Europe's controversial Television Without Frontiers directive has had little impact on the viewing patterns of audiences there who still prefer to see American imports rather than programming from oth
BRUSSELS (The Hollywood Reporter) -- Europe's controversial Television Without Frontiers directive has had little impact on the viewing patterns of audiences there who still prefer to see American imports rather than programming from other EU countries, a new report released May 26 reveals.
However, the directive has helped boost the presence of European programming on broadcasters throughout the region, the study on the Television Without Frontiers directive said.
The study showed European programs rose from 52.1% of broadcasting time on major channels in 1993 to 57% in 2002. It also showed that the proportion of independent European programs rose from 16.2% to 20.2% over the same period.
EU's Television Without Frontiers directive, which sets quotas on Hollywood imports, says European productions should account for at least half of broadcasts where practicable, and that independent European producers should be granted at least 10% of broadcast time.
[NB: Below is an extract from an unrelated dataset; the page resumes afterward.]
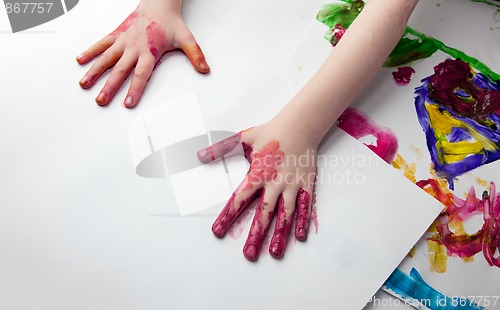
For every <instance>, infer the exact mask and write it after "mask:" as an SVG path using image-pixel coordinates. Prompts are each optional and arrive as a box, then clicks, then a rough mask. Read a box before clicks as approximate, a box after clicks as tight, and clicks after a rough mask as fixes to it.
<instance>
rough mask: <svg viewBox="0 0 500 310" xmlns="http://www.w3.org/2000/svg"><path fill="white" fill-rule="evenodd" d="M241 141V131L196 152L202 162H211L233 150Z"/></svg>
mask: <svg viewBox="0 0 500 310" xmlns="http://www.w3.org/2000/svg"><path fill="white" fill-rule="evenodd" d="M240 142H241V132H238V133H237V134H235V135H232V136H231V137H229V138H226V139H224V140H222V141H219V142H217V143H214V144H212V145H211V146H209V147H207V148H204V149H201V150H199V151H198V152H197V153H196V156H198V159H199V160H200V161H201V162H202V163H205V164H206V163H209V162H211V161H214V160H216V159H219V158H221V157H222V156H224V155H226V154H227V153H229V152H231V151H232V150H233V149H234V148H235V147H236V146H237V145H238V144H239V143H240Z"/></svg>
The report -- prepared by British consultancies David Graham & Associates and Oliver & Ohlbaum, France's Carat Expert and Spain's Arena Audiovisuel -- found that certain countries are stricter than others in applying the rules. Belgium, Finland, France, Italy, Portugal and the United Kingdom are the strictest in that they both impose additional requirements and are prescriptive in their monitoring methods, the study said.
But the report did not find a significant shift in the viewing habits of European audiences towards a more pan-European cultural identity. "There is a greater appetite for U.S. programming among European audiences than for programs produced in other EU members," the report said. "It was suggested to us that U.S. program storylines have broad appeal, whereas European production has a national cultural appeal which does not travel well."
The study counted 86 primary channels and 432 secondary channels (audiences of under 3%) in the EU. The United Kingdom had the largest number of registered secondary channels, with 118, followed by France with 69.
Total revenue from European programs in 2002 was €61.1 billion ($7.7 billion), or 0.66% of EU GDP. Total expenditure on production of content was €5.8 billion ($7.3 billion), and of this figure, €2.8 billion ($3.5 billion) was spent on national local news. The estimated deficit from the import and export of TV programs was €1.7 billion ($2.1 billion) in 2002.
The Television Without Frontiers directive allows EU governments to take "national measures" to guarantee the free broadcast of events considered of major importance to society. It also regulates the amount of advertising permitted onscreen, the number and form of advertising breaks, and the content and presentation of commercials and program sponsorships.
Last July, the European Commission -- the EU's executive body -- confirmed that broadcasters were consistently meeting their legal targets for showing European programs, with an average two-thirds of programs shown on television made in Europe. However, it also revealed there were variations among EU countries, with Ireland's average in 2002 at 48.67% while Austria was 79.13%.